The organic development committee which I am in the course of establishing will have representatives of the widest interests in the organic sector including those involved in production, marketing, distribution and retailing, as well as the areas of research, training, advice and regulation. Invitations have issued to the relevant parties to nominate representatives. I have asked the committee to recommend a coherent development strategy to achieve expansion in production, processing and marketing of Irish organic produce and to secure an increased share of the growing national and export markets; and to consider the broad actions necessary for the most advantageous long-term future development of the Irish organic sector while protecting its integrity.

David Stanton

Question:

419 Mr. Stanton asked the Minister for Agriculture, Food and Rural Development the research which is ongoing in relation to the organic sectors; the resources which have been committed to this sector; and if he will make a statement on the matter. [20470/00]

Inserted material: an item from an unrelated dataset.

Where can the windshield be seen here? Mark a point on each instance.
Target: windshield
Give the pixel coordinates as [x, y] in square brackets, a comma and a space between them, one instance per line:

Teagasc is currently conducting a research programme on organic farming. The Teagasc Research Centre at Oakpark is responsible for research on organic grain production, and research into systems for the production of organic cereals is taking place at the organic unit in Johnstown Castle. Organic crops of winter barley, spring barley and triticale have been sown at Johnstown Castle with a view to establishing the best systems of production. An organic milk production unit also exists at Johnstown Castle.

Teagasc is currently embarking upon further work on organic production at its Athenry facility to serve as a demonstration farm with beef, sheep and cereals. The centre will undertake an advisory role, and will hold open days and courses on organic farming. The necessary staffing and other resources required to carry out this research have been put in place at Oakpark, Johnstown Castle and Athenry.